Errors: unauthorized, private_beta_only, account_db_not_configured, invalid_origin, invalid_csrf, rate_limited, invalid_package, invalid_quota_type, invalid_quantity, price_not_configured, too_many_pending_payment_orders, payment_order_failed, and payment_query_failed.

POST /api/payment/web2m/callback

Webhook endpoint for Web2M payment notifications.
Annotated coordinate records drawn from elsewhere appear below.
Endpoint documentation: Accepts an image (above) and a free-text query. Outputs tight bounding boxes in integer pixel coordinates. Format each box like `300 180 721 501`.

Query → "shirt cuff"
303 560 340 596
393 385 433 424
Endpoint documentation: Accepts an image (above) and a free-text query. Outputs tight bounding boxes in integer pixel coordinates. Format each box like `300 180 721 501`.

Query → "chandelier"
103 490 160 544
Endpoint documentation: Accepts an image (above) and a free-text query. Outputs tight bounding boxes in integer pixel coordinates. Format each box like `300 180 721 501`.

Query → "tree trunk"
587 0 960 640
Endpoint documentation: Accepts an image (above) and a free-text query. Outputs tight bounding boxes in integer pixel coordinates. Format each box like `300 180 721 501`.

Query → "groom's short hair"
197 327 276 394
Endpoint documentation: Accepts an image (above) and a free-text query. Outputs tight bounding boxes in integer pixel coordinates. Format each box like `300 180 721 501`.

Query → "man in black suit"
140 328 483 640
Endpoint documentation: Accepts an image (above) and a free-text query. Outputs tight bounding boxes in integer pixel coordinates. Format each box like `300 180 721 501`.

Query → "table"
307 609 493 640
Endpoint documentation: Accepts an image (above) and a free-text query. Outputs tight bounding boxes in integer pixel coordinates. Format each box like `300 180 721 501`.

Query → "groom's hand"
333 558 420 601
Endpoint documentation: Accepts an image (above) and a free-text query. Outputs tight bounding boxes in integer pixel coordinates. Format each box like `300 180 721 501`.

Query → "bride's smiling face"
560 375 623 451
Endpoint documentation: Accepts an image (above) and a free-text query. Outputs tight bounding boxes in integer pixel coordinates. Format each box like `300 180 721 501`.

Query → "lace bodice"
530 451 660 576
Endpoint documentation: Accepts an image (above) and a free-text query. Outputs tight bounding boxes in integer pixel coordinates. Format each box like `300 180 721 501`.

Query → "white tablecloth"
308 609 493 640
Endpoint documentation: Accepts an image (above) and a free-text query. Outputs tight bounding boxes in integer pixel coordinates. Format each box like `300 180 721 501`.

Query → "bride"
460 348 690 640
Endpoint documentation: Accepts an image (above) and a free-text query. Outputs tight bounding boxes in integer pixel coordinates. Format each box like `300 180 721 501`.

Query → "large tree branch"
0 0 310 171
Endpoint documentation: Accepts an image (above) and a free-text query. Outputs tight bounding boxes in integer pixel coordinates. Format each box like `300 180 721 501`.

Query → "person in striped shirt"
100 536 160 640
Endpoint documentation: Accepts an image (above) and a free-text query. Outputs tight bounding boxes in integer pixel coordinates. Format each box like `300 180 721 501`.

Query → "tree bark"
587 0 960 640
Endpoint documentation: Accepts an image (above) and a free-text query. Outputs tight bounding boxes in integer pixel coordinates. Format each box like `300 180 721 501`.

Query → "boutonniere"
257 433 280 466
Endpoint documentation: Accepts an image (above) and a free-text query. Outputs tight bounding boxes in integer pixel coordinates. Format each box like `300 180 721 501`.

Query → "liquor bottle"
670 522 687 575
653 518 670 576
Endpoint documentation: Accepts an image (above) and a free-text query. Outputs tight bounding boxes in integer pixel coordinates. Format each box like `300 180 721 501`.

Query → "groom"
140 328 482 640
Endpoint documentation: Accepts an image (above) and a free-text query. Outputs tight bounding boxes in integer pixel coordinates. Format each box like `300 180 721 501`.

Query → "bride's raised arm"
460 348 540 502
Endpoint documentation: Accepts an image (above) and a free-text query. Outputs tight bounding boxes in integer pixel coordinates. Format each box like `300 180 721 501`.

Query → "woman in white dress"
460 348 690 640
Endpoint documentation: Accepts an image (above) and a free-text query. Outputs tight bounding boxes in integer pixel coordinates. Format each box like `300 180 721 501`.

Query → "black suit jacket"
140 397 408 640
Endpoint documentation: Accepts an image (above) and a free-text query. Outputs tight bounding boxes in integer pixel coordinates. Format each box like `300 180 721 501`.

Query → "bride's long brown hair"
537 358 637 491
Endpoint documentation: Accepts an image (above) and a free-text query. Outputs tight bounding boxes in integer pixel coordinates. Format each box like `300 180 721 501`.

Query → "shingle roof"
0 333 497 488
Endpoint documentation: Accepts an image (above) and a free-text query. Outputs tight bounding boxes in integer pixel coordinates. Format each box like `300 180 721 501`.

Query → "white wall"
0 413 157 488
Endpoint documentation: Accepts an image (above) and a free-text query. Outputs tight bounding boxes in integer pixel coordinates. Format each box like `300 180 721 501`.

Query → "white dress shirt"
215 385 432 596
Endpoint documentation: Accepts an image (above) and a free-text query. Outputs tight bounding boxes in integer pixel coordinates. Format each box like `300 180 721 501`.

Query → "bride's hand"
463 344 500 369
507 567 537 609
This endpoint is not a public client API.

Request body:

{
  "status": true,
  "data": [
    {
      "transactionID": "bank_txn_123",
      "type": "IN",
      "amount": 85000,
      "description": "SHINEDEVABCDEFGH",
      "date": "2026-05-09 12:00:00",
      "bank": "MB"
    }
  ]
}

Success response:

{
  "status": true,
  "msg": "Ok",
  "processed": [
    {
      "transactionID": "bank_txn_123",
      "paymentCode": "SHINEDEVABCDEFGH",
      "orderId": "ord_...",
      "status": "matched"
    }
  ]
}

The webhook rejects bodies larger than 64 KiB and validates callback authentication using the configured shared secret mechanism.

Content API

GET /api/content/tos

Returns the Terms of Service markdown and rendered HTML.

{
  "ok": true,
  "slug": "tos",
  "markdown": "# Terms of Service...",
  "html": "<h1>Terms of Service</h1>...",
  "updatedAt": null
}

Security boundaries

• Use only the documented public API base URLs.
• Do not send API keys in URLs.
• Do not forward website session cookies to the developer API.
• Do not use website/account endpoints as a third-party API contract unless explicitly documented as public.
• Treat secret values returned from key rotation as one-time display values.